Would the evidence, if available at the hearing have influenced the judgment or have caused a reasonable man to doubt? Whilst it might have been the basis for granting an adjournment to allow the appellants to obtain sworn admissible evidence, it has of itself no weight against the defendants’ sworn evidence that s. 5 was not complied with. The critical evidence, the endorsement on annexure ‘d’ is not admissible because it is hearsay for the purpose of proving the fact of personal service.


A further difficulty with the evidence is that s. 5 of the Claims by and Against the State Act requires notice of intention to make a claim to be served within 6 months of the cause of action arising. The purported notice letter is dated 15th September 1997 and the Statement of Claim is endorsed with a claim arising on 23rd October 1996. So that the letter is dated substantially more than 6 months after the cause of action arose, according to the Statement of Claim. The Appellants say, and it is confirmed by the judgment below, that the appellants had applied orally to amend that date pleaded in the Statement of Claim to show the claim arose within 6 months of 15th September 1997. That application was refused by the National Court because it would have served no purpose when there was no evidence of personal service on an authorised officer of the notice letter.
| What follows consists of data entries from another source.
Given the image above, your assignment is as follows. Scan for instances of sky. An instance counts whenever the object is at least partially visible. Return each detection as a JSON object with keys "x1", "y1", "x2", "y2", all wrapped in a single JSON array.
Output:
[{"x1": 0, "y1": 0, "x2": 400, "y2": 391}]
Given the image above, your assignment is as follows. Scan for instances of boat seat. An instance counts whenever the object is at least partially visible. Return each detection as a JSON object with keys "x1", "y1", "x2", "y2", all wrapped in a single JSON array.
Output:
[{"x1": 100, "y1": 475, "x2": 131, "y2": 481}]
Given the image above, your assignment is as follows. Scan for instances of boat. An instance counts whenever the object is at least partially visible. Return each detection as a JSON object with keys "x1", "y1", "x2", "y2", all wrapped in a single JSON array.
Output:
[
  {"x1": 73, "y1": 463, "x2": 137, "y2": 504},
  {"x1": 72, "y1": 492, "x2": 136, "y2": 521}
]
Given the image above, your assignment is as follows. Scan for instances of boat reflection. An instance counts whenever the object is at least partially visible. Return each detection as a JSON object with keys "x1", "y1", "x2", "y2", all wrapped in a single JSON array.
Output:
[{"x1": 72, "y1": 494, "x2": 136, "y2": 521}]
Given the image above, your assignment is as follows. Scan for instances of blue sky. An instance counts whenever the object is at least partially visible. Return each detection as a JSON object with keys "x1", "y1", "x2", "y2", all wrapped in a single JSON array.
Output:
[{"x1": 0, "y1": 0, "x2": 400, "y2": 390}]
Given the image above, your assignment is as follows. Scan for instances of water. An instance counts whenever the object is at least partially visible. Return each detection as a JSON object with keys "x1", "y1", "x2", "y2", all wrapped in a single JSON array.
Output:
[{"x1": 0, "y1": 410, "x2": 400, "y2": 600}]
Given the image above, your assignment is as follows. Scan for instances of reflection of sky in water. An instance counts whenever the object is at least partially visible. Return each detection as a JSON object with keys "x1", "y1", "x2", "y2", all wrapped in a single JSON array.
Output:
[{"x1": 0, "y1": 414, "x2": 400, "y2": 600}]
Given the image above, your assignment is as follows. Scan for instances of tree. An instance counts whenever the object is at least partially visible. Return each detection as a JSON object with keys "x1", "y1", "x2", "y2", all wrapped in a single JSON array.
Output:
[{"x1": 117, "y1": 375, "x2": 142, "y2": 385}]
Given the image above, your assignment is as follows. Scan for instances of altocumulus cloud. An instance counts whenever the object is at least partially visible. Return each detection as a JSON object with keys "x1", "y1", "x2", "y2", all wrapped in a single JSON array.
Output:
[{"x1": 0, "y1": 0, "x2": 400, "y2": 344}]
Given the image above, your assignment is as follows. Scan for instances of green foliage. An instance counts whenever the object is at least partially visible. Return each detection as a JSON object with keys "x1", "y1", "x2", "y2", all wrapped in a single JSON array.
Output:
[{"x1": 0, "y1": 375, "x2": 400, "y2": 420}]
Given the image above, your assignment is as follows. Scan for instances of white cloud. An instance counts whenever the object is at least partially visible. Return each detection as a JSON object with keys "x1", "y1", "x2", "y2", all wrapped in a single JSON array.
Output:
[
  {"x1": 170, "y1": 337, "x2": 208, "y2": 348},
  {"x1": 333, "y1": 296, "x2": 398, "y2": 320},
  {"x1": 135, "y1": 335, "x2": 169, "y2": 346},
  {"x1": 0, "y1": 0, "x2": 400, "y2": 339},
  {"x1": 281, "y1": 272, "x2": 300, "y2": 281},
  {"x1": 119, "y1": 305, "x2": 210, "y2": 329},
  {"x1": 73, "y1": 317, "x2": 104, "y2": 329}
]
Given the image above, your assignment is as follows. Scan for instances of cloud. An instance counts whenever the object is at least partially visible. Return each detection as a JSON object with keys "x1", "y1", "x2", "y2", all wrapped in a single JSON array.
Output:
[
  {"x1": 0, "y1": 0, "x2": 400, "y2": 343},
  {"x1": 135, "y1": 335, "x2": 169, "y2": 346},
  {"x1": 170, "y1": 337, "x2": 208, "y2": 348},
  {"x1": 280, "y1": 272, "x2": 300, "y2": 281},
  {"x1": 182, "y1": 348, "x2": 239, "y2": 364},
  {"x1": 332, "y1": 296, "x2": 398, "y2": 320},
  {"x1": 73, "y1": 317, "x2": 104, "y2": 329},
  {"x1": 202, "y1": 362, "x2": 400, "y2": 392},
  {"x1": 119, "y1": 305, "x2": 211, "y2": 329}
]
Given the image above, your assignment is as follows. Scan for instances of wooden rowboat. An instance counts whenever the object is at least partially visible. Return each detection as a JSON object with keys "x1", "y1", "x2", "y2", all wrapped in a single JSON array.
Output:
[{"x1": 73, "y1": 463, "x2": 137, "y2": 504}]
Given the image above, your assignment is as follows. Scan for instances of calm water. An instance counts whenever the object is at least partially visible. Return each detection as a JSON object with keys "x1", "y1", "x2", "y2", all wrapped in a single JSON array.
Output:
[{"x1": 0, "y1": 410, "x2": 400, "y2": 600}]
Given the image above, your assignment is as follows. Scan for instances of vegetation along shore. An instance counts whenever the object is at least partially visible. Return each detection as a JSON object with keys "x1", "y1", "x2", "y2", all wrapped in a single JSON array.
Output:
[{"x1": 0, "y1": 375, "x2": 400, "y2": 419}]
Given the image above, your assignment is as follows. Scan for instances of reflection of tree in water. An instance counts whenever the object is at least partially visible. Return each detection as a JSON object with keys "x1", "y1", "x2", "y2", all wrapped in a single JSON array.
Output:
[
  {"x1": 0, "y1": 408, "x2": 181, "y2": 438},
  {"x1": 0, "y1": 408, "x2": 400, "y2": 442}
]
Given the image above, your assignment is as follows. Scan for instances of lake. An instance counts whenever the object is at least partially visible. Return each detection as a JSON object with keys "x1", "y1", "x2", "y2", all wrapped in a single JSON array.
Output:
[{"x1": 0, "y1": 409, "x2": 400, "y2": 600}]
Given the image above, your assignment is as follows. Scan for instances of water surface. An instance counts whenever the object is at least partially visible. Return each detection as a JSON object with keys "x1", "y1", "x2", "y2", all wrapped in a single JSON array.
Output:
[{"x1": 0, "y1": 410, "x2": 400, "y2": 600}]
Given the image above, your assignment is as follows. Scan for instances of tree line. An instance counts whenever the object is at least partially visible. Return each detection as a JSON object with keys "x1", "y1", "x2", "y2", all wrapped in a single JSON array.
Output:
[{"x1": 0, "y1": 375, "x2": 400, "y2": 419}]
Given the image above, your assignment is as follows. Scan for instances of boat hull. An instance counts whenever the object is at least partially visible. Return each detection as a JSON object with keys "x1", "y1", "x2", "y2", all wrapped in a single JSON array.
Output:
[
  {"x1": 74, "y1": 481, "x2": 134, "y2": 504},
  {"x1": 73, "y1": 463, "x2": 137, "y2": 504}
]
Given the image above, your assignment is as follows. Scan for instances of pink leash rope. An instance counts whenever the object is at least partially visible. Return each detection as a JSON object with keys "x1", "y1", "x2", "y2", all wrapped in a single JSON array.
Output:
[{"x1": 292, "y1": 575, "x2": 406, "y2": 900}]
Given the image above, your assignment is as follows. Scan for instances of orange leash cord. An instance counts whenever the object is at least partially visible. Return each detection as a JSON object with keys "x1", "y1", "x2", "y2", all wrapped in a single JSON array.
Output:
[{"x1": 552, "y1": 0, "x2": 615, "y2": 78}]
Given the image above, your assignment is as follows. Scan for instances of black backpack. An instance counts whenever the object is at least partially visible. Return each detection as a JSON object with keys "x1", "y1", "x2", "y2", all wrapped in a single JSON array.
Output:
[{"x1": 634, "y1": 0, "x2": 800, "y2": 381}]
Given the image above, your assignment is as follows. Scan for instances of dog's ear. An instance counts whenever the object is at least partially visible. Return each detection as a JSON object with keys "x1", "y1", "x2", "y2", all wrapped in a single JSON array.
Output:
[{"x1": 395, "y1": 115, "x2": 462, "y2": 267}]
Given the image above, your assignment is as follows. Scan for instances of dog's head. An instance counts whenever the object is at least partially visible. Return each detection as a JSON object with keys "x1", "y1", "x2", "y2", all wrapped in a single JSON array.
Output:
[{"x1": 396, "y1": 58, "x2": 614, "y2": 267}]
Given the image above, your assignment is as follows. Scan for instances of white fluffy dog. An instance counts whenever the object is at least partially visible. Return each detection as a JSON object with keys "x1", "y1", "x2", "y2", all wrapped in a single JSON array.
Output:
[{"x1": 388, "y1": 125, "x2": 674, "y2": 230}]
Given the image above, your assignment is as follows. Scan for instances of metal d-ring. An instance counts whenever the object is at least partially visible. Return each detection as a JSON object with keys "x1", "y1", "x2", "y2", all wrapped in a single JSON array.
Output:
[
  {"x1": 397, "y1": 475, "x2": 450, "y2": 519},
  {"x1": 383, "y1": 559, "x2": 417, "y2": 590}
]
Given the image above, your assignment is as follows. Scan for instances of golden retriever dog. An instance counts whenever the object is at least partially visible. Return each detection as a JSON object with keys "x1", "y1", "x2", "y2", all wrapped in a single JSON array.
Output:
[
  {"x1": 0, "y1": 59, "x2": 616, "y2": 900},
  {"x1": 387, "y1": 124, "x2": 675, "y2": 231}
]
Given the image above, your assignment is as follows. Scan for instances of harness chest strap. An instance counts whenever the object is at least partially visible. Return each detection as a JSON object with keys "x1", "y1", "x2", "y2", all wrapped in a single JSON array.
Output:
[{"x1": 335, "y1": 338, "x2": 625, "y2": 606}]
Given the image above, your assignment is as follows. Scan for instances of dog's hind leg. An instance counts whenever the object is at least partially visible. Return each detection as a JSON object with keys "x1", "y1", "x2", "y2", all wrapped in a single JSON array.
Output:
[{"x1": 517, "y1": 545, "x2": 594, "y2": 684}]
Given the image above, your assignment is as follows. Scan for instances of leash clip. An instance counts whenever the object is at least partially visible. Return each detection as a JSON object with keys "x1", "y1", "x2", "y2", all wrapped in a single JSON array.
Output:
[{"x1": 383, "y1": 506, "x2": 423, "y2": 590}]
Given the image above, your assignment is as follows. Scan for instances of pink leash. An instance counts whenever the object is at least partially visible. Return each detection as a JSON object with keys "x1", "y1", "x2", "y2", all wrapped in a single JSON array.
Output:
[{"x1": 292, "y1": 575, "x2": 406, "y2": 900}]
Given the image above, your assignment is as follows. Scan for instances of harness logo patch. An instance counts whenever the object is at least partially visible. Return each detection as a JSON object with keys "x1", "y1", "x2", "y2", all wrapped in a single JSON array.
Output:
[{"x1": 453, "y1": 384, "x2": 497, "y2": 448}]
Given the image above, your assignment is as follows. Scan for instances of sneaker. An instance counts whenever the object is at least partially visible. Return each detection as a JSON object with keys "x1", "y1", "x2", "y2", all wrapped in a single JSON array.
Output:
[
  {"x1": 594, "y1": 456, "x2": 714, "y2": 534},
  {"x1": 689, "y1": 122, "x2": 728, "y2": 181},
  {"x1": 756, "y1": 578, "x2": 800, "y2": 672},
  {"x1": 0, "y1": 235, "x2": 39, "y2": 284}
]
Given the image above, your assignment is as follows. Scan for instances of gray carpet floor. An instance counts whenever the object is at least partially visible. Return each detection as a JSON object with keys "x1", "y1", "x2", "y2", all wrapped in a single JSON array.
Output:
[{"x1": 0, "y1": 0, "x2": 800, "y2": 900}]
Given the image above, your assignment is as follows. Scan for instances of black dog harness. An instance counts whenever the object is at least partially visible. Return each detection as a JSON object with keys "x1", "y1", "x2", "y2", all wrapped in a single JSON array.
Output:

There is clearly no error in that ruling. Unless the appellants had established in the Court below that they had fulfilled the condition precedent to the issue of the writ - Paul Tohian & The State v Tau Liu; SC566. There was no point in considering any amendment to the proceedings, which were void from the beginning.


In the circumstances, we do not think that the interests of justice would be served by the admission of this further evidence because we do not consider that it is admissible as probative of the fact sought to be established, namely that the notice letter was personally served on a person authorised by s. 5. Nor do we consider that, if admitted, the evidence would raise a doubt as to the correctness of the decision from which the appeal arises.


The appellants’ interests would have been better served by obtaining sworn evidence from Michaeline Anave or one of the persons authorised to accept service on behalf of the State, to the effect that personal service had been affected.


Accordingly we consider that the application has no merit and is refused with costs.
We therefore make the following orders -


  1. Application to adduce new evidence is refused;
  2. The appellants shall pay the respondents costs of the application.